Interest Builds in Targeting MET Mutations in Non-Small Cell Lung Cancer

OncologyLive, Vol. 19/No.5, Volume 19, Issue 5

Building on the success of molecularly targeted drugs aimed at relatively small subsets of patients, lung cancer researchers are increasingly aiming at the MET oncogene.

Balazs Halmos, MD, MS

Although checkpoint blockade immunotherapies have advanced rapidly in the treatment paradigm for patients with non—small cell lung cancer (NSCLC), interest in developing targeted therapies for this malignancy has remained high. Building on the success of molecularly targeted drugs aimed at relatively small subsets of patients, researchers are increasingly aiming at the MET oncogene

During the past several years, interest in MET activity has grown as investigators have considered it both as a biomarker and target for treatment, particularly since the focus on MET exon 14 skipping mutations has led to the development of several second-generation MET inhibitors, according to Balazs Halmos, MD, MS.
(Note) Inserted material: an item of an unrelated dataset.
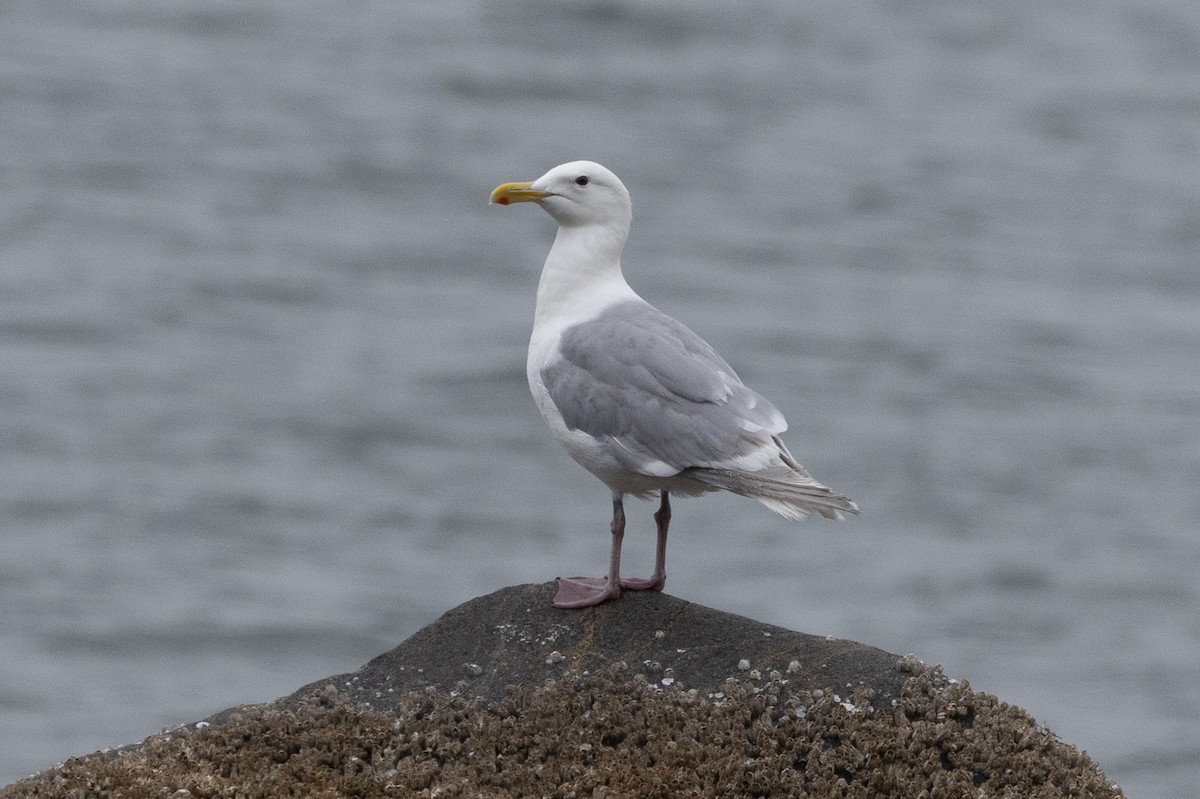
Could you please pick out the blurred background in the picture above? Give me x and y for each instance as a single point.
(263, 409)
MET is a transmembrane receptor tyrosine kinase whose aberrant activity can influence important cell-signaling networks (FIGURE7 ).1 This pathway can be activated in one of several ways, explained Halmos, director of thoracic oncology and director of clinical cancer genomics, Montefiore Medical Center, during a presentation at the 12th Annual New York Lung Cancers Symposium, hosted by Physicians’ Education Resource®, LLC, in December 2017.

Figure 1. MET Signaling Network in Cancer

Search for Correct Biomarker

The pathway can be activated through MET protein overexpression; increased expression of its ligand, hepatocyte growth factor; MET mutations; gene amplification; and alternative splicing or exon 14 skipping. Each of these methods has been investigated as a potential approach to utilize this pathway for the treatment of patients with cancer. “This plethora of possibilities led to a lot of confusion in the field over the years over which biomarker to use for selecting patients for MET-targeted therapy,” Halmos said.Using MET protein overexpression as a biomarker led to the failure of several randomized studies. For example, the phase III METLung trial of onartuzumab (MetMAb) in combination with erlotinib (Tarceva) failed to meet its primary endpoint of improved overall survival (OS) with added onartuzumab in patients with previously treated locally advanced or metastatic NSCLC.
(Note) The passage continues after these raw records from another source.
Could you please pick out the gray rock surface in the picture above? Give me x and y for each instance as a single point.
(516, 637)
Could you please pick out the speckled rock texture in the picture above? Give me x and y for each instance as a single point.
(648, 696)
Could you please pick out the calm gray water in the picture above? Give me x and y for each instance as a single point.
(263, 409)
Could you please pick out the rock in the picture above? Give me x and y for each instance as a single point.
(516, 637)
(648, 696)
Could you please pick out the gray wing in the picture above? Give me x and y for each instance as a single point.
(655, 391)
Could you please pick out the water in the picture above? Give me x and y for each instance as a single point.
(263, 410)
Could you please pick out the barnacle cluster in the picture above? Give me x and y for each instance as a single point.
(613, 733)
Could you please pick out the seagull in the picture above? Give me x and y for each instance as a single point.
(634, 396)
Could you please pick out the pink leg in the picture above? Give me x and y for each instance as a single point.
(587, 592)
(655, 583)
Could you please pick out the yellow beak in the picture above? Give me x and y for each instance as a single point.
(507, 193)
Onartuzumab is a monoclonal antibody that binds to the extracellular domain of MET, yet the combination regimen with onartuzumab demonstrated a median OS of 6.8 months compared with 9.1 months for erlotinib and placebo (HR, 1.27; 95% CI, 0.98-1.65; P = .067).2 The investigators noted that there may be better ways to select patients for MET-targeted therapy than with MET immunohistochemistry.
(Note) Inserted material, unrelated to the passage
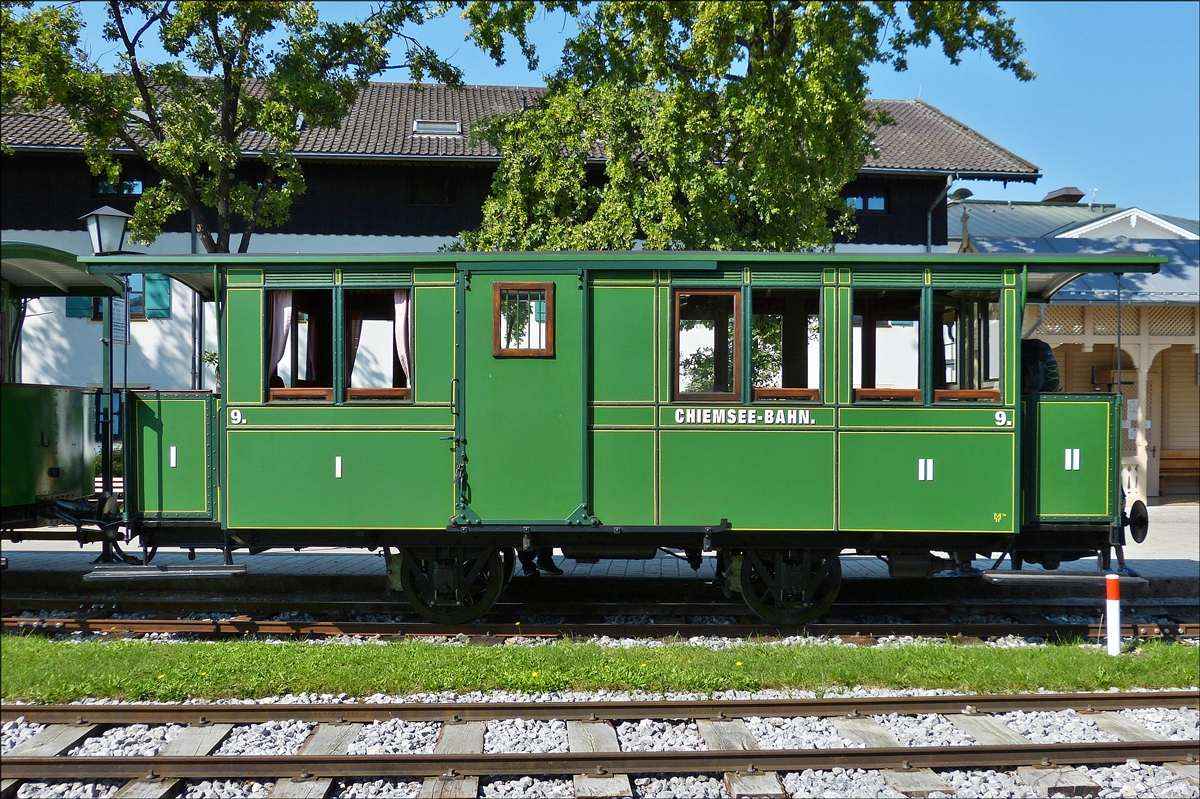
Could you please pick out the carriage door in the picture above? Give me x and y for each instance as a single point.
(522, 396)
A greater signal for MET as an actionable target was seen with the use of MET amplification. In the PROFILE 001 study, crizotinib (Xalkori) was investigated in patients with MET—amplified, advanced NSCLC. Although crizotinib is indicated for patients with ALK- or ROS1-rearranged lung cancers, the tyrosine kinase inhibitor (TKI) was originally developed as a type Ia MET inhibitor, Halmos noted. A small trial showed several responses to crizotinib, especially among patients with a higher MET-to-chromosome 7 centromere (MET/CEP7) ratio of ≥5.3

Combinations Explored

“In patients with a very high copy number of MET, suddenly there’s a lack of other critical driver oncogenes being presented; [this] suggested that in those cancers, MET amplification can be the sole clinical driver,” Halmos said. However, he noted that it was difficult for investigators to find the right MET/ CEP7 threshold for identifying patients for such MET-targeted treatment. Although the threshold changes from study to study, the minimum has been set at 5 for high MET amplification.The effect of MET inhibition has also been investigated in combinations as a method of bypassing resistance to treatments. The overall frequency of MET-driven acquired resistance is likely to be about 2% to 5%, Halmos said.

“It seems that the overexpressed MET kinase clusters on the cell surface along with EGFR, and basically creates a complex on the cell surface that leads to an unconventional EGFR signaling not requiring the ATP binding activity of EGFR. As a result, EGFR inhibition on its own is not successful and dual inhibition is necessary.”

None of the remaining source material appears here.